Dcentralizing Data Center Power
Replacing a centralized electrical distribution system with a distributed power architecture sets up a facility to handle unexpected demand spikes.
The Covid-19 pandemic has radically changed the way people are using the digital infrastructure. The stay-at-home advisories and social distancing measures have increased the demand for a reliable internet speed.
Whole industries have moved vast numbers of employees to remote work. Internet providers are now improving network services that allow operations to continue with minimal disruption. According to an IEA report, between February and mid-April 2020, global internet traffic surged by 40 percent. Microsoft Teams saw a 70 percent increase in use for March alone. As the old year fades away, one thing is clear: getting back to the old normal is no longer possible. It has been replaced by a new normal. The cloud is considered essential and digital tools like video conferencing and virtual services like telehealth critical.

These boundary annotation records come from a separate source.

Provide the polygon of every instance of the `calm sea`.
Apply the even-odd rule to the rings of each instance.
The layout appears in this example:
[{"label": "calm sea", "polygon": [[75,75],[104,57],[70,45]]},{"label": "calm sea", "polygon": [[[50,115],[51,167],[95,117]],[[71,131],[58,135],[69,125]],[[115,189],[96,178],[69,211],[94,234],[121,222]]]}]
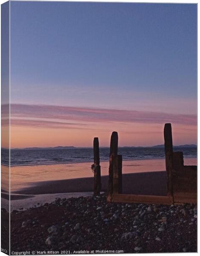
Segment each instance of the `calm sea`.
[{"label": "calm sea", "polygon": [[[174,151],[182,151],[184,157],[196,157],[196,148],[175,148]],[[109,159],[109,149],[100,149],[100,161]],[[2,164],[8,165],[8,151],[2,149]],[[119,148],[118,154],[123,160],[161,159],[165,157],[164,148]],[[11,150],[11,165],[12,166],[58,163],[85,163],[93,160],[92,148],[73,149]]]}]

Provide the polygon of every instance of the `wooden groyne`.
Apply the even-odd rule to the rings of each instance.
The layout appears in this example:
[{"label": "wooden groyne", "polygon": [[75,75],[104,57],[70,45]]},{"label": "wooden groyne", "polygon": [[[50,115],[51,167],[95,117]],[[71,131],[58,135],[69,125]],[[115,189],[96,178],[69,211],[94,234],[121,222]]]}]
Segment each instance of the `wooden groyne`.
[{"label": "wooden groyne", "polygon": [[[118,137],[112,132],[110,142],[107,201],[113,202],[155,204],[196,204],[197,201],[197,166],[184,166],[182,152],[174,152],[171,125],[165,124],[164,128],[165,153],[167,172],[166,196],[127,195],[122,193],[122,156],[118,154]],[[94,194],[99,194],[101,187],[99,141],[94,141]],[[134,186],[133,180],[133,186]]]}]

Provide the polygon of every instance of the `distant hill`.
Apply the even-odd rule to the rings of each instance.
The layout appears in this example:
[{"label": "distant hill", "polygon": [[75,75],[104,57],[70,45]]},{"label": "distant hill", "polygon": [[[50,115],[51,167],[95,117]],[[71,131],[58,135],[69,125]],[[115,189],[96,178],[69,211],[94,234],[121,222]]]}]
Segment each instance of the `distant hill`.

Mobile internet and social media have empowered people to become creators of data. Today, nearly 500 million photos are uploaded on Facebook and Instagram and roughly 500 thousand hours of video is uploaded to YouTube daily. More videos are uploaded to YouTube in one month than the three major US networks created in over 60 years. These figures give a view of the incredible amount of data that users generate on a regular basis.
Transferring all the data generated at the edge to the central cloud, processing and analyzing it on servers, and then transporting it back to edge devices is not feasible. Centralized cloud computing has two significant limitations in meeting the demands of a connected world: bandwidth and latency.
Using a central cloud bandwidth will be the choke point for the growth of IoT. Even if the network capacity increases to cope with the data, remote processing of data in the central cloud is inhibited due to latencies in the long-haul transmission of data. It is clear the need for a new computing model to cope with the hyper-connected world.
The impact of this digital transformation gives a broader set of challenges for data center operations.
- How can data centers maintain resiliency, efficiency, and reliability amid the ever-growing demand for cloud-based, business-critical applications?
- How can data centers ensure their facilities are well prepared to scale operations in response to rapidly changing and continuously increasing capacity demands?
Facing these challenges requires that data center operators address the critical role power architectures play as enabling or limiting factors for expanding data center capacity.